King of Hearts, Mary Walker

South Carolina-based painter and printmaker Mary Walker will never forget the day she visited Wonderland. She was five at the time and living with her parents in a rented mansion on Long Island. “Our section of the house was the old servants’ quarters, connected to the main house through a door at the bottom of the stairs,” Walker explains. One afternoon, she stepped through that door to find a “beautiful dining room with a gleaming mahogany table.” Beside that table stood Alice — the wildly curious and courteous teen from Lewis Carroll’s 19th-century novel. In retrospect, Walker realizes it wasn’t actually Alice — just a neighbor kid dressed up for Halloween. “But to a five-year-old,” the artist remembers, “she was a vision that stepped right out of my storybook.” Walker never forgot that day. Even after studying under American social realist painter Isaac Soyer at the Art Students League of New York, working at printmaking shops in Italy, and settling down on Johns Island near Charleston, never once did that “magical moment of discovery and wonder fade.” In fact, Walker’s brief encounter with Alice continues to inspire her black-and-white woodcuts of Wonderland.
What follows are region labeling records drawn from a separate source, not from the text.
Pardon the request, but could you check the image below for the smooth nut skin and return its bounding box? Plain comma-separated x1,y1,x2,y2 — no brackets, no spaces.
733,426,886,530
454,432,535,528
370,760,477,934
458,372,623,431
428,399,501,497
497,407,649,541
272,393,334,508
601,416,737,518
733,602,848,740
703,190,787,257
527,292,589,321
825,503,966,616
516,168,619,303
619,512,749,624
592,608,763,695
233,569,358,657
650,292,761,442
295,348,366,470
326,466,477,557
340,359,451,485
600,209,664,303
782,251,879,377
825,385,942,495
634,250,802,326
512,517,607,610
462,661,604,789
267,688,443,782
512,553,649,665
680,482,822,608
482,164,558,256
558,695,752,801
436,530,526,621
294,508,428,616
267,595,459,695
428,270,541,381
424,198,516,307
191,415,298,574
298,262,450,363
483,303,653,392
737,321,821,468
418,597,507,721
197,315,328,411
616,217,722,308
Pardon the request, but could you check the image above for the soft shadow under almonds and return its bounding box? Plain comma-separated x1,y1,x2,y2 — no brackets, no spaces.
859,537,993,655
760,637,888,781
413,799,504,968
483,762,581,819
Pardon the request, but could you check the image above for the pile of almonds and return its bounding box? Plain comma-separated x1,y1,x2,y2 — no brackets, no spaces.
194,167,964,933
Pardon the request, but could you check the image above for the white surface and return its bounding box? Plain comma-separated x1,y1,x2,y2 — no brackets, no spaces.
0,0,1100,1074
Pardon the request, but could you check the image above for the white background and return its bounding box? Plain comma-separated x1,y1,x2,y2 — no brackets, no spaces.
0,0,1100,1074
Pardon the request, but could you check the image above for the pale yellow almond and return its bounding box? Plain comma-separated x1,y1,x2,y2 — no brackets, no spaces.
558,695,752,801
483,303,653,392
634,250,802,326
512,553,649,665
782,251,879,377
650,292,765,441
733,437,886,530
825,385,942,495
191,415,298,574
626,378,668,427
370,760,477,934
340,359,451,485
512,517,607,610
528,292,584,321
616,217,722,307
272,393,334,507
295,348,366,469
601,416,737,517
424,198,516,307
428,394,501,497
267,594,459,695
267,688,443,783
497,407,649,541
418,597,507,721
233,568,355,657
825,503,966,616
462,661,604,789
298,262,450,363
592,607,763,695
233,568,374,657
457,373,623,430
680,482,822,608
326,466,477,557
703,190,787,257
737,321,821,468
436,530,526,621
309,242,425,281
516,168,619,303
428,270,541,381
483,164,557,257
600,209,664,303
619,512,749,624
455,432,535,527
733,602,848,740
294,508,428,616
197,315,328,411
Simultaneously haunting and humorous, these prints will be on display at Upstairs Artspace in Tryon as part of Scenes From Alice in Wonderland, a solo show opening in late March. 

Scenes From Alice in Wonderland runs March 30 to May 24 at Upstairs Artspace (49 South Trade St., Tryon, upstairsartspace.org). The show will be accompanied by Like an Epiphany, a series of politicized icon paintings by South Carolina artist Kristi Ryba, and Concerning Being, a portfolio of abstract paintings by fellow South Carolina creative Lynne Riding.